In Tables 1 and  3, we display experimental results of the segmentation performance of the proposed method on two datasets. As observed in the table, the addition of unlabeled data in CL and CUPL increases the segmentation accuracy in terms of the Dice coefficient and Jaccard index. It is also evident that even with a few numbers of the labeled dataset, such as 50 in Kvasir-SEG, the model achieves higher segmentation accuracy than the baseline (200 labeled set). Similar results were also found in Table 3. Further, we also witness performance increment when introducing the varying number of unlabeled images while keeping fixed labeled images. As the model was trained with the combination of supervised and unsupervised losses, our method takes advantage by leveraging the unlabeled data and propagating the unlabeled data information to the labeled data using a consistency training approach. With this, the model forces a consistent prediction under different augmentation strategies, which eventually helps in better generalization even when the amount of labeled datasets is low. Hence, it proves that the proposed method also works better when the labeled dataset is less.

To further test the method’s efficiency, we visualize the output of CL and CUPL, as shown in Fig. 6. It is expected that the segmentation performance is affected by the few labeled datasets. However, we improved the segmentation results on both datasets after adding the unlabeled set into the training dataset by applying the consistency regularization method. These results suggest that both modules improve segmentation accuracy, and the proposed method can generate satisfactory outputs. We also visualize the pseudo-labels in different epochs during optimization for comparison (see Fig. 7). With the semi-supervised settings, the models are constantly updating the outputs to generate better pseudo-labels.

Figure 6
figure 6

Some pseudo-labels of polyp segmentation obtained by baseline supervised model, Baseline + CL and the baseline + CL + CUPL (Proposed) on the testing subset. Note that the labeled/unlabeled images used for the training was 50/750. Further, (a–e) denotes original image, output of “Baseline”, “Baseline + CL”, “Baseline + CL + CUPL (Proposed) ”, and ground truth respectively.

Figure 7
figure 7

Some pseudo-labels of polyp segmentation obtained by CUPL method in different epochs.

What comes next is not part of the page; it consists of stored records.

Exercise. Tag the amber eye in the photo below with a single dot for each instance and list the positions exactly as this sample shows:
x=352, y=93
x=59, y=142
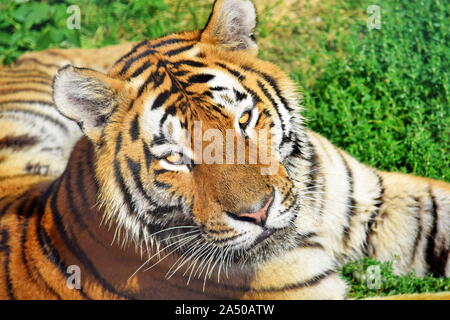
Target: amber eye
x=174, y=158
x=244, y=120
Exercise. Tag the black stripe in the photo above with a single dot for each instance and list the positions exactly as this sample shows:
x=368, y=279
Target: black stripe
x=160, y=99
x=148, y=155
x=135, y=168
x=36, y=114
x=7, y=83
x=134, y=129
x=161, y=185
x=235, y=73
x=272, y=101
x=273, y=84
x=218, y=88
x=80, y=191
x=240, y=95
x=40, y=75
x=118, y=145
x=373, y=217
x=419, y=230
x=200, y=78
x=48, y=65
x=179, y=50
x=45, y=103
x=436, y=262
x=141, y=69
x=44, y=240
x=350, y=201
x=18, y=142
x=7, y=252
x=73, y=246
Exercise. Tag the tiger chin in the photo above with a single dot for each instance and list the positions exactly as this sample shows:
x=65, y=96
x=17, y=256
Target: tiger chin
x=125, y=176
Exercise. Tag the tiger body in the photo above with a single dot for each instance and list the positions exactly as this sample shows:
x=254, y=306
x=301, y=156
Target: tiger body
x=111, y=202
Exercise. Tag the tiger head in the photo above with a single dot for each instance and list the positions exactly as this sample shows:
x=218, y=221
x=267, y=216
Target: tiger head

The limitation of the proposed method is the assumption of the same data distribution for the labeled and unlabeled sets. However, obtaining similar distribution might not be possible in real-time clinical applications. When the unlabeled set comes from the different distributions, there is a high possibility of generating false positives, degrading the overall performance. It is necessary to investigate more trustworthy solutions to mitigate or solve the problems in future work. Similarly, strong data augmentation techniques can be applied in consistency training. However, it may not guarantee success in increasing performance; hence requires more research. Despite having a good frame per second (FPS) of 42 by the proposed method, leveraging a large amount of unlabeled data by applying pseudo-label techniques increases the training time and cost, which may not be efficient sometimes.

Conclusion

This paper proposes a segmentation method for accurate polyp segmentation in a semi-supervised manner. To increase the polyp segmentation generalization, which has a varying shape, size, and scale, we propose a powerful encoder–decoder-based architecture that obtains better segmentation accuracy than prior architectures. Further, to leverage the unlabeled data and propagate its meaningful hidden information to the model, we utilize the consistency regularization approach and train the network on teacher-student strategy by adding supervised and unsupervised loss. We also upgrade a traditional pseudo-labeling scheme by a continuous update of pseudo-labels to generate better outputs. Extensive experiments demonstrate that the proposed method can remarkably increase the segmentation accuracy in the absence of fewer labeled data. It shows the practical importance in clinical settings and can be applied to other domains.